(Vibiznews – Commodity) Harga emas bergerak turun pada hari Kamis, mendekati level terendah sejak November 2025, karena meningkatnya ketegangan di Timur Tengah mendorong harga minyak lebih tinggi dan memperkuat kekhawatiran bahwa suku bunga dapat tetap tinggi.
Harga emas spot bergerak turun 1% pada $4.012 per ons.
Harga emas berjangka AS bergerak turun 1,5% pada $3.998 per ons.
Eskalasi terbaru ini menyusul serangan baru AS terhadap target militer Iran dan pembalasan Teheran terhadap pangkalan AS di negara-negara tetangga, yang meningkatkan kekhawatiran tentang keamanan Selat Hormuz dan mendorong harga minyak mentah ke level tertinggi dalam satu bulan.
Harga energi yang lebih tinggi telah memperkuat ekspektasi bahwa Federal Reserve mungkin perlu mempertahankan kebijakan moneter yang lebih ketat untuk jangka waktu yang lebih lama, mengurangi daya tarik emas yang tidak memberikan imbal hasil.
Para pedagang saat ini melihat sekitar 51% kemungkinan kenaikan suku bunga pada bulan September.
Sementara itu, data inflasi AS yang lebih rendah dari perkiraan yang dirilis minggu ini sebagian besar mengesampingkan kenaikan pada bulan Juli, meskipun Ketua Fed Kevin Warsh menegaskan kembali komitmennya untuk mengendalikan inflasi.

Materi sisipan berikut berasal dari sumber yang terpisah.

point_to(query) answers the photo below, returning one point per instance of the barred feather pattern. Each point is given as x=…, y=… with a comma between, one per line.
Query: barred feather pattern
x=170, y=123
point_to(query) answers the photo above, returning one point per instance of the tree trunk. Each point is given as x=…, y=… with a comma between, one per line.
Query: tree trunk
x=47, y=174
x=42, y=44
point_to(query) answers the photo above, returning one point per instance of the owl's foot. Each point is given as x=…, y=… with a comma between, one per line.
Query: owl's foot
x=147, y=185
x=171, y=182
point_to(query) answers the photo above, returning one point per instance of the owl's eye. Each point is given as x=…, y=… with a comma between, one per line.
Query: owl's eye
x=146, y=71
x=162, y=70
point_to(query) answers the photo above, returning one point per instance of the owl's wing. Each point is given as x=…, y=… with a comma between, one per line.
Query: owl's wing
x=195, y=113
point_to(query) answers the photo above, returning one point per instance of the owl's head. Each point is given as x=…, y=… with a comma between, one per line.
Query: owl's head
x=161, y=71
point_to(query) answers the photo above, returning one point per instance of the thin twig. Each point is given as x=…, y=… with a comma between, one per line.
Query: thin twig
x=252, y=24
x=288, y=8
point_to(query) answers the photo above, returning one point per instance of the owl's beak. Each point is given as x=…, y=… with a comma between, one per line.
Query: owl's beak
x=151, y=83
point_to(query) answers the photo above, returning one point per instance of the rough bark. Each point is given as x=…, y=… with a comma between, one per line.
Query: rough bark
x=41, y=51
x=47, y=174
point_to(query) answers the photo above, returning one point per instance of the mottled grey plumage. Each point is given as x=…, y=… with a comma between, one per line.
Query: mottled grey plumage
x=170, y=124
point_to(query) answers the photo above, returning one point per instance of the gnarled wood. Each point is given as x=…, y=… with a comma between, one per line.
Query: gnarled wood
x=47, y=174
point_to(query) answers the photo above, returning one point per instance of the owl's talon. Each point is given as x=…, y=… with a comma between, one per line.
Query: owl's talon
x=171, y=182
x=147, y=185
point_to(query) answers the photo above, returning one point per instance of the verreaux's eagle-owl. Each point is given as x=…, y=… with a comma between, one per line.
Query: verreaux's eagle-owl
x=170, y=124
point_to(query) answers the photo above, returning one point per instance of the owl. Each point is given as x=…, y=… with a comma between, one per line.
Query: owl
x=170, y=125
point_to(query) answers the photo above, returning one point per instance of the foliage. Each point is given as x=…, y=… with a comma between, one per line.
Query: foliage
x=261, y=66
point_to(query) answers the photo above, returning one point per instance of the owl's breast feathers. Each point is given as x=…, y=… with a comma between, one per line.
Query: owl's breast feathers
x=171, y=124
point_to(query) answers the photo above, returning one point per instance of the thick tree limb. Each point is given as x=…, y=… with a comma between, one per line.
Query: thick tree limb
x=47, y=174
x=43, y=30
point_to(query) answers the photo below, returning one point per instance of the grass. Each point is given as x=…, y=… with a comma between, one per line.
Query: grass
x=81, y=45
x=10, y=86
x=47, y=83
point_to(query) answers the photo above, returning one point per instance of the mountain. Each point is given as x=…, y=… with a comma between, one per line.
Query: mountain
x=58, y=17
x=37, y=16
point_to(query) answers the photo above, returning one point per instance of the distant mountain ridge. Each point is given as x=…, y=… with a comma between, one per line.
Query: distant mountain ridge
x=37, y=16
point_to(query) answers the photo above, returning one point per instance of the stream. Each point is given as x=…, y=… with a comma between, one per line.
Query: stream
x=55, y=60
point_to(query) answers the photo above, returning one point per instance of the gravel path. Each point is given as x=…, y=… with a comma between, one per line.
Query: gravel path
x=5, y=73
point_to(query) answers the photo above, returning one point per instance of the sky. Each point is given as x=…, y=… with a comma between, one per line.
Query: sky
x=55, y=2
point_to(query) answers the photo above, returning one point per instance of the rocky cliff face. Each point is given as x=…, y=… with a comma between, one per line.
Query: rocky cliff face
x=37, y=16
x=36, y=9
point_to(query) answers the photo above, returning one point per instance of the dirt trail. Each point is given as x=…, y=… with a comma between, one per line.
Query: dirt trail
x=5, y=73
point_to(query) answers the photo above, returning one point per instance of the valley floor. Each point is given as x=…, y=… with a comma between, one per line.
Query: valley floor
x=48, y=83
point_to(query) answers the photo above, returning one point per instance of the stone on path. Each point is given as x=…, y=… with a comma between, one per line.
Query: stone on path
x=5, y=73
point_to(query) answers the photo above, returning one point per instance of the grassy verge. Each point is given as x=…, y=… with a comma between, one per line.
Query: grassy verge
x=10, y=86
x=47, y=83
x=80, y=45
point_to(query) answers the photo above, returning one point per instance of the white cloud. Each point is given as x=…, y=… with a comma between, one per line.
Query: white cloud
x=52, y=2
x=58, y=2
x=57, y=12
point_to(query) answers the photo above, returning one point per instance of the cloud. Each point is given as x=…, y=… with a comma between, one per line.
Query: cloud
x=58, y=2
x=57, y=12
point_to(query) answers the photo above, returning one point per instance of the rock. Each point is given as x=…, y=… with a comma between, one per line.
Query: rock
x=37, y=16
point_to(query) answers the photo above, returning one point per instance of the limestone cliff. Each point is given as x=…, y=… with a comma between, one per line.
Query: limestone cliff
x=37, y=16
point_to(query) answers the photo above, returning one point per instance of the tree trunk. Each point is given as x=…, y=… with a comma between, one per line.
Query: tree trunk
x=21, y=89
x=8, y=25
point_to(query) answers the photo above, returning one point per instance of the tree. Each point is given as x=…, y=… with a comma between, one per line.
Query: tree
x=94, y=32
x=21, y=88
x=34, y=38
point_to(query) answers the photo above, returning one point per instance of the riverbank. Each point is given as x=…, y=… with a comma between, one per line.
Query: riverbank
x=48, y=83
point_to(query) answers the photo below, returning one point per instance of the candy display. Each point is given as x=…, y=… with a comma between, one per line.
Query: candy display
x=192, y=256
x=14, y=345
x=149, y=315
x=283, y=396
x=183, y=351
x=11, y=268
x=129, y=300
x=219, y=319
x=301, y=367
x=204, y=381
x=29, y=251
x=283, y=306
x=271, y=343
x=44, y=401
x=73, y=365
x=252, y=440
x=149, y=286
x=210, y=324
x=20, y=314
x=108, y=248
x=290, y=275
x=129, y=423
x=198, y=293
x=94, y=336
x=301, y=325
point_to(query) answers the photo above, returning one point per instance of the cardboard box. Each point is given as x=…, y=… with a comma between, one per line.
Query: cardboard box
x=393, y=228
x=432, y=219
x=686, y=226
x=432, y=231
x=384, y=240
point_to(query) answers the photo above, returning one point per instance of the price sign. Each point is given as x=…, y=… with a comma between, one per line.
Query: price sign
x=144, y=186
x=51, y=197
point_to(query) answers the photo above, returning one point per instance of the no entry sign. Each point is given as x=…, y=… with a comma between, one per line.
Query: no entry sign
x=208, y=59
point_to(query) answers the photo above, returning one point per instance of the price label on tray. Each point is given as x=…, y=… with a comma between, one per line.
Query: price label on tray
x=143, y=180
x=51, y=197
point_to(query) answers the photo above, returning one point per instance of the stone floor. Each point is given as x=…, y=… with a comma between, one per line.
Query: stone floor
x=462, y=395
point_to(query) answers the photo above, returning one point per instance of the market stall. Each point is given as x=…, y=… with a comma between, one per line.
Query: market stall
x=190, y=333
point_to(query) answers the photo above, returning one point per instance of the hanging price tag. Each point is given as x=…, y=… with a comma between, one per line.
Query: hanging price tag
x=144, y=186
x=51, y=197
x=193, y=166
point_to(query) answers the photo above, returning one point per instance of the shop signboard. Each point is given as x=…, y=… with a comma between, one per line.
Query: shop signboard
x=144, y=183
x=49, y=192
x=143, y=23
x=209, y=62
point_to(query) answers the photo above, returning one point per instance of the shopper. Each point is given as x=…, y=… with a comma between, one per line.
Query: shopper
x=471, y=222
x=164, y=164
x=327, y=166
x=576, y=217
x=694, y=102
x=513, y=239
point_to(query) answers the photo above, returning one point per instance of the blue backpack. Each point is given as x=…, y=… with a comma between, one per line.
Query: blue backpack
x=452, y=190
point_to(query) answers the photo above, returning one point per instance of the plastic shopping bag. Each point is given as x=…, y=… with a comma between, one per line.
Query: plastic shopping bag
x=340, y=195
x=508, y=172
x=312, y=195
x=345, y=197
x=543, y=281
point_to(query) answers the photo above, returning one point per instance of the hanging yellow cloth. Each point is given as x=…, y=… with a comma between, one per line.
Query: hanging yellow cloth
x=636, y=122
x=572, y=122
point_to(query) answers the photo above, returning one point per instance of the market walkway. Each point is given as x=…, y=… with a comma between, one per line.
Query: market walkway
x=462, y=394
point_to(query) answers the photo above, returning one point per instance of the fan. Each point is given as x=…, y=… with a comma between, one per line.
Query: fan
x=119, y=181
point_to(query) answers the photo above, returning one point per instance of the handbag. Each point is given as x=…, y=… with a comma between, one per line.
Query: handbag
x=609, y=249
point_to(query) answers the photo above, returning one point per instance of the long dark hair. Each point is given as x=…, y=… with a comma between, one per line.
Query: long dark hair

Analyst Vibiz Research Center memperkirakan untuk perdagangan selanjutnya, harga emas dapat bergerak turun terpicu peningkatan ketegangan AS-Iran yang mendorong dolar AS dan harga minyak naik, yang menekan harga emas.
Harga emas spot diperkirakan bergerak dalam kisaran Support $3.962-$3.924. Namun jika naik, akan bergerak dalam kisaran Resistance $4.140-$4.102.
Harga emas berjangka AS diperkirakan bergerak dalam kisaran Support $3.969-$3 925. Namun jika naik, akan bergerak dalam kisaran Resistance $4.064-$4.115.